La cuestión acá no es la de señalar y empezar a buscar culpables. Que es el gobierno, que es el sistema, que son las personas que no leen. La cuestión acá es hacer una fuerte reflexión sobre el fondo del asunto. El problema es que nunca nos enseñaron a leer. No en el sentido del reconocimiento de fonemas ni de sílabas, ni de su combinación en frases sencillas. Todos pasamos por el “mi mamá me mima” y el “yo amo a mi mamá”. El leer, para nosotros, siempre fue una obligación. Una obligación que, además, nunca tuvo fundamento. Nunca nos enseñaron, realmente, por qué era importante para nosotros. Siempre había otras cosas más importantes. O era una tarea del colegio, casi siempre mal puesta para la edad, o estábamos tan ocupados haciendo tareas de cálculo y biología, que no nos quedaba tiempo para leer, lo que quisiéramos, lo que nos gustara. Y como crecimos con esa idea, de que era algo impuesto y algo aburrido, preferíamos, cuando por fin teníamos un tiempo libre, resguardarnos en la televisión, los videojuegos y, más adelante, en el chat.
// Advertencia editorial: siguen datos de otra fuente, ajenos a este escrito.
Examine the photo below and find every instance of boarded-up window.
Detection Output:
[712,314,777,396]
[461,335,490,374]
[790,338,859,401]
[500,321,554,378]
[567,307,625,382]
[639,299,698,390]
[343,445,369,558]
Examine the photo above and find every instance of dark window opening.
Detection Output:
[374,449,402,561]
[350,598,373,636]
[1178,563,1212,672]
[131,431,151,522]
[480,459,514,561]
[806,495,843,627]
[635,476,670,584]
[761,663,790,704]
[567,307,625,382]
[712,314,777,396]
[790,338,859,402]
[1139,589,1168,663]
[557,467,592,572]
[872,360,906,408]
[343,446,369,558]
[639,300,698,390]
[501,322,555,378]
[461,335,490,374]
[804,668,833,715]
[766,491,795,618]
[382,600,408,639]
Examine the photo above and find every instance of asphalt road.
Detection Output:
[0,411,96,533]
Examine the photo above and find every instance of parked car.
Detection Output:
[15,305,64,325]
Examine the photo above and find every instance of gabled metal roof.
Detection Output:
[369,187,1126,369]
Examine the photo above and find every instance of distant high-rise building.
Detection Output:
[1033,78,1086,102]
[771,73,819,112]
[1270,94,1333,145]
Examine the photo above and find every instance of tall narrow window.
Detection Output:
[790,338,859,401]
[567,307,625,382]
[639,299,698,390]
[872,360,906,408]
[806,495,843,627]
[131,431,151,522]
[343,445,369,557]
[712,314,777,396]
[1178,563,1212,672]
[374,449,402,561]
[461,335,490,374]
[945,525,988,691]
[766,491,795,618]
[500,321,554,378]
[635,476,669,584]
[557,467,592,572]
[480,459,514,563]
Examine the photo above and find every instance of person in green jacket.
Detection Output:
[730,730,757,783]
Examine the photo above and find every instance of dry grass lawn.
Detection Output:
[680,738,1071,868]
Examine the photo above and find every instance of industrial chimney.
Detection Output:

Solamente los más sensibles se sobrepusieron a esa situación y se atrevieron a leer. Y leyeron. Y descubrieron, primero, lo placentero que resultaba y, después, sin quererlo, todos los beneficios que traía. Porque cuando no se lee se nota en la lengua – como dicen muchos anuncios publicitarios últimamente – y en el texto. Para no ir muy lejos, sólo es revisar los parciales de los estudiantes universitarios y mirar la ortografía con la que escriben por las redes sociales. Es ahí donde se evidencia la cultura de un país, no solo en las cifras. Estudiantes universitarios, de últimos semestres, escribiendo con mala ortografía y hablando con los términos viciados que les llegan de la televisión. Porque como no leen, no tienen un filtro: su propio filtro. Influyen entonces los padres, los colegios, la gente. Todo. Habría que empezar a crear cultura de ceros. Es posible que los precios de los libros también influyan, claro. Pero ese es otro tema.